Imagine you are meeting a friend for lunch. You arrive early and are seated at a table. Your friend enters the restaurant, and before she’s even said a word, you can tell she’s had a rough day. How? Because humans are naturally equipped to read body language. Body language is part of nonverbal communication, and your audience members speak it fluently. That means speakers need to be aware of what our body language is saying when we present.
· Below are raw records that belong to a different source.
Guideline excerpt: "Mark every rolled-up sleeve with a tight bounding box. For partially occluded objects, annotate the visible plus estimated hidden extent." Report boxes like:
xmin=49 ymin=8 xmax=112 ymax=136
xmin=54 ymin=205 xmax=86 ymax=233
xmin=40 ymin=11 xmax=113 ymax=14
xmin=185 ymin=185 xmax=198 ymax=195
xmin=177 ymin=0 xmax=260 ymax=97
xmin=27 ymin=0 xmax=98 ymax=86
One of the foremost researchers on body language, Harvard Business School social psychologist Amy Cuddy tells us that we evaluate speakers based on two things: warmth and confidence. She says we ask, “Do I like this person (warmth/trustworthiness)? And do I respect this person (power/competence)?” And while many of us might concentrate on displaying power first, Cuddy says that’s not what matters most to the audience. “People … make inferences of trustworthiness and warmth before competence and power … You have to connect with people and build trust before you can influence or lead them. Trust is the conduit for influence.”
Displaying Warmth
Warmth is the characteristic of displaying likeability and trustworthiness. A warm speaker is one who doesn’t seem egotistical or manipulative, but who has sincere concern for the well-being of the audience. A genuine smile can go a long way to portraying warmth. In fact, the association for psychological science notes that “some researchers now believe that genuine smiles are not transient sparks of emotion but rather clear windows into a person’s core disposition.” In other words, those speakers who smile genuinely show the audience they can be trusted. Aside from smiling, direct eye contact and visible and open hands can also help to communicate warmth.
Displaying Confidence
Now that you’ve gained the audience’s trust by showing warmth, you have to display confidence if you want to influence and lead them. To do this, begin speaking with a strong posture: stand with your feet about hips’ distance apart, keep your back straight, your head up, and your shoulders back. Avoid stiff movements, hands in your pockets, looking down at the floor, and crossing your arms or your feet. The key is to demonstrate your credibility into addition to your warmth. Speakers should be careful to avoid the pitfall of many politicians who, in an attempt to portray confidence, instead portray dominance or an alpha-ego. Cuddy cautions that using “cowboy moves” and power poses while presenting can undermine the trust you need to build.
For more information on body language, watch Amy Cuddy’s full TED talk on body language below.
As speakers, we can study and practice how to portray warmth and confidence, but our most important goal should be to become speakers who are both warm and confident whenever and wherever we are communicating.